Madonna e Michael Jackson, os megastars da aldeia global em visita à América Latina, extrapolam o cenário musical e se tornam assunto político no Brasil e na Argentina.
Os maiores ídolos do pop mundial da atualidade viajam até o sul do Equador em busca da autenticidade local. E desencadeiam uma interessante disputa pelo controle das representações nacionais.
Os grandes frutos da indústria cultural não se dobram diante das dificuldades sul-americanas. Dobram proibições e curiosamente tornam-se paladinos da liberdade de expressão. Com apoio local.
O Olodum saúda e comemora uma honra dupla: aparecer em um clipe de Michael Jackson, dirigido por Spike Lee. Salvador recebe os artistas negros de braços abertos. Apesar dos protestos governamentais, o morro de Dona Marta também. Os moradores orgulhosos se preparam para garantir a gravação de "They Don't Care About Us".
O chiado impotente dos governantes da cidade maravilhosa diante da acertada escolha de cenário, sugerem a dificuldade de se ocultar chagas embaraçosas em um mundo com poucas fronteiras.
Madonna gerou protestos de peronistas apavorados com a perspectiva de verem sua Evita encarnada no cinema pela performer irreverente, conhecida por sua apologia da sensualidade e do prazer.
O presidente da República se solidarizou com um protesto tradicionalista vindo da sociedade. Entrincheirado no palácio oficial, procura resgatar algum arbítrio sobre um dos maiores ícones da nação. E proíbe o uso da Casa Rosada nas filmagens.
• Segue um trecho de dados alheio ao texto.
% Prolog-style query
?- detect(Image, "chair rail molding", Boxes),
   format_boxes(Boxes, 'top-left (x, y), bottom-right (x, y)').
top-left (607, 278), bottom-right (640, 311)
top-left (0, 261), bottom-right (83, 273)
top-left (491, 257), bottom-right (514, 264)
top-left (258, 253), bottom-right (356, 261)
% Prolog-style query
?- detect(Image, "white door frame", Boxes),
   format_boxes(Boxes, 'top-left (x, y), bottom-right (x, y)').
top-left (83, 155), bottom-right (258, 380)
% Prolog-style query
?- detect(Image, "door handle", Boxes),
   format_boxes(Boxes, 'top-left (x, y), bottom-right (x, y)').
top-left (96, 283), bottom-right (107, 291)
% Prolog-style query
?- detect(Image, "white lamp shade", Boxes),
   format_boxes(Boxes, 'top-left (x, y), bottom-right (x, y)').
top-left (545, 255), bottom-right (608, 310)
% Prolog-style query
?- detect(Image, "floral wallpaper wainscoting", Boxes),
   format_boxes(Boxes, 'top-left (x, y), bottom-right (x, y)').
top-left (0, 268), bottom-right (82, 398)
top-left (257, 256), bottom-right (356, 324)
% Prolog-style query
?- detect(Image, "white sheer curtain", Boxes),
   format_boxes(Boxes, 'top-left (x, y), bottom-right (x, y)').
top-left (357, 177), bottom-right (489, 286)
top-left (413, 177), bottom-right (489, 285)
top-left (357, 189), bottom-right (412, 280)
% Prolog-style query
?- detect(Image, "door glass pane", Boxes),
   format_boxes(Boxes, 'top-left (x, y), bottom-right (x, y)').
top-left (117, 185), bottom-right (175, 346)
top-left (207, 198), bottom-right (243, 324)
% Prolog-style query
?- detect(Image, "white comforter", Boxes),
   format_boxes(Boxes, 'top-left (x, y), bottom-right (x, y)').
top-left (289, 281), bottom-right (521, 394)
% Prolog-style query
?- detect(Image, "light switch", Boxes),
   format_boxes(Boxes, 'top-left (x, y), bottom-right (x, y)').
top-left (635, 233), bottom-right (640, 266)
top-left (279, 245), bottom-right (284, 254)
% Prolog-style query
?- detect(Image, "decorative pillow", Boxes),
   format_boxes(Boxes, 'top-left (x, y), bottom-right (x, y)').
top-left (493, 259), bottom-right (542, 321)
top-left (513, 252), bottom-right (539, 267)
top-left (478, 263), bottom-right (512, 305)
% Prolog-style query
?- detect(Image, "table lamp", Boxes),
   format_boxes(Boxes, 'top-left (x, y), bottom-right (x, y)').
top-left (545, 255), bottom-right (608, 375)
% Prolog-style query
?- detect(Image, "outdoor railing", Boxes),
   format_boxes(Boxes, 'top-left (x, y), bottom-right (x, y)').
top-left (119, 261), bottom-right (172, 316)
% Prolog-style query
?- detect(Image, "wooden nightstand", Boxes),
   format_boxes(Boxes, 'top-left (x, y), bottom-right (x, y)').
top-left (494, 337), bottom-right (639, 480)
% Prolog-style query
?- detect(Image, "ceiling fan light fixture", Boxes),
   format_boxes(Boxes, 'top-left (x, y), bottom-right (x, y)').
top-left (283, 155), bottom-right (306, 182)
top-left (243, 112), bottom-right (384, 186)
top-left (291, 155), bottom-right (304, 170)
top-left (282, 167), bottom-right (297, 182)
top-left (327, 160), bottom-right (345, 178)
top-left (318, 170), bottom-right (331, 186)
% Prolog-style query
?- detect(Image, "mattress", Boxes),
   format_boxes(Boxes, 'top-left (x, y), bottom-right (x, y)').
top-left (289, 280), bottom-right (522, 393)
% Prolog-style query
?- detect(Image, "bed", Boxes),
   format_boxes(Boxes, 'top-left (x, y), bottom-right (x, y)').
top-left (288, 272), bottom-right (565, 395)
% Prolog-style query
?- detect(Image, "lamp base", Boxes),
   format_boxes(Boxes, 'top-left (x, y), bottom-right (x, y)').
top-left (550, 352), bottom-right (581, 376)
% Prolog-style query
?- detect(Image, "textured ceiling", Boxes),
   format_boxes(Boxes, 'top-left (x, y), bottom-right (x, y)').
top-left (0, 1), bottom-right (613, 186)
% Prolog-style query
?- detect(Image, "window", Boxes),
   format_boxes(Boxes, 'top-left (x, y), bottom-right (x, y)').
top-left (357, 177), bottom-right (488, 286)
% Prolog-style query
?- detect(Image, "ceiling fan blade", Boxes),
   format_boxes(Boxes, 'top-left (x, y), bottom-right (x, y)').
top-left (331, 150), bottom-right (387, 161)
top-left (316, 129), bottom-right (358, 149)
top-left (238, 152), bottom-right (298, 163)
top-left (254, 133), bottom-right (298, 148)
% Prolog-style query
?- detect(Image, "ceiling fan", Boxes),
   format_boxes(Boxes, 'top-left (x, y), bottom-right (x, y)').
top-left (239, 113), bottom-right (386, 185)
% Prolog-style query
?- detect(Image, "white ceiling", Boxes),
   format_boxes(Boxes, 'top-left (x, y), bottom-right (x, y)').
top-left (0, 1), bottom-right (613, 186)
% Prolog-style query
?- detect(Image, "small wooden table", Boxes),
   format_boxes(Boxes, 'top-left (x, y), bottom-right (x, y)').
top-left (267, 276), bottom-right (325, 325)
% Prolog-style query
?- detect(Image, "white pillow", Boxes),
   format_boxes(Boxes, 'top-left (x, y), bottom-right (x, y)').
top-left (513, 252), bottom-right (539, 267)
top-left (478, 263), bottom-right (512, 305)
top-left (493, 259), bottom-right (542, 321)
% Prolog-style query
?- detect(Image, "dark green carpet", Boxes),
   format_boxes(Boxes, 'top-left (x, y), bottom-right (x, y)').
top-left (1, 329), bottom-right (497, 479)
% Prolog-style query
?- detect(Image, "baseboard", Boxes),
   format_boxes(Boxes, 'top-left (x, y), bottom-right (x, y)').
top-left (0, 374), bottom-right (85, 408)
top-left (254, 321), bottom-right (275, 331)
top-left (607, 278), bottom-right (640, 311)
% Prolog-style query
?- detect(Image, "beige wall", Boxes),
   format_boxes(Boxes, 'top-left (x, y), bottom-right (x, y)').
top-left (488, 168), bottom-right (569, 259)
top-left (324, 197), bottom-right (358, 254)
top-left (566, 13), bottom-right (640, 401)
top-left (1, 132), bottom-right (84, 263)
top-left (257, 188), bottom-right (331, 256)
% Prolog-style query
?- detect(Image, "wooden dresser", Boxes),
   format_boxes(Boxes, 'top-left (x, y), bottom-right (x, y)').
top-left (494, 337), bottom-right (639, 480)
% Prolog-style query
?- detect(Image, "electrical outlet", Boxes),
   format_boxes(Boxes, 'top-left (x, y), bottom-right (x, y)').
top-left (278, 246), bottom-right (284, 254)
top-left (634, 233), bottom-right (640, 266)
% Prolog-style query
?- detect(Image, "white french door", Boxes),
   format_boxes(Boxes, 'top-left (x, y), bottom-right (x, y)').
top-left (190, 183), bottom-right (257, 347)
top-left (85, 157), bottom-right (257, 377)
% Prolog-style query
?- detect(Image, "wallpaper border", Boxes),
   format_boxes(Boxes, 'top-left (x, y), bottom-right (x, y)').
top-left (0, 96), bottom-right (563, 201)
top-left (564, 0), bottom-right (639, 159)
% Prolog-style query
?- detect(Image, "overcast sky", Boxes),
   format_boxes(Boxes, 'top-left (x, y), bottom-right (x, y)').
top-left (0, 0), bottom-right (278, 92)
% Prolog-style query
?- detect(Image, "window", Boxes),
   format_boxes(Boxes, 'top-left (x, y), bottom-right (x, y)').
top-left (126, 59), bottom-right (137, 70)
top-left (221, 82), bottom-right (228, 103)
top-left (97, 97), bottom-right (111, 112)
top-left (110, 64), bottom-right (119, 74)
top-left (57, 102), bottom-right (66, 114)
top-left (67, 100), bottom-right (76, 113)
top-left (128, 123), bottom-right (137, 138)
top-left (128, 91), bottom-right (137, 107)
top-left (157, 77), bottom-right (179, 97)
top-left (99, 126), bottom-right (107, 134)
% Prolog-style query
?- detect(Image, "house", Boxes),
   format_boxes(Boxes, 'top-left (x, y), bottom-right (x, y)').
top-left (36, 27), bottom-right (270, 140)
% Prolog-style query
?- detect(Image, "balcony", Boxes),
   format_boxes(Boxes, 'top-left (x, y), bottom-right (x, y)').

Ao circular pela capital argentina no figurino do filme, vestida de Evita, Madonna procura incorporar informações, apoios e cores locais. Bem comportada em tailleurs sóbrios, demonstra que pode ser discreta.
Mas Madonna inevitavelmente traz à tona as ambiguidades da vida de Evita. O sofrimento da morte da primeira dama argentina fez com que a imagem da mãe da pátria se sobrepusesse às desconfianças que sempre pairaram sobre o seu passado.
Mas suspeitas de prostituição ameaçam agora vir à tona. A questão é como conciliar as figuras de mãe e puta quando se trata de representar a nação.
É uma pena que a cobertura dos incidentes em torno de Madonna e de Michael Jackson tenha se limitado a dar publicidade às restrições oficiais. Ficamos a imaginar qual a intenção do filme.
Não é difícil visualizar a primeira dama argentina transformada em ícone contemporâneo de mulher que, como apregoa Madonna, "não aceita migalhas". Uma Evita que não vê contradição entre prazer, sensualidade e poder.
Pouco sabemos também sobre o roteiro do clipe de Michael Jackson, ou sobre a participação do Olodum. Cerca de 200 percussionistas foram contratados para dançar. Spike Lee espera que o som dos músicos baianos também seja ouvido.
A diluição das fronteiras nacionais levou consigo também as barreiras entre a cultura e a política. Certamente há muito o que pensar nesses novos amálgamas de arte, identidade, raça e política.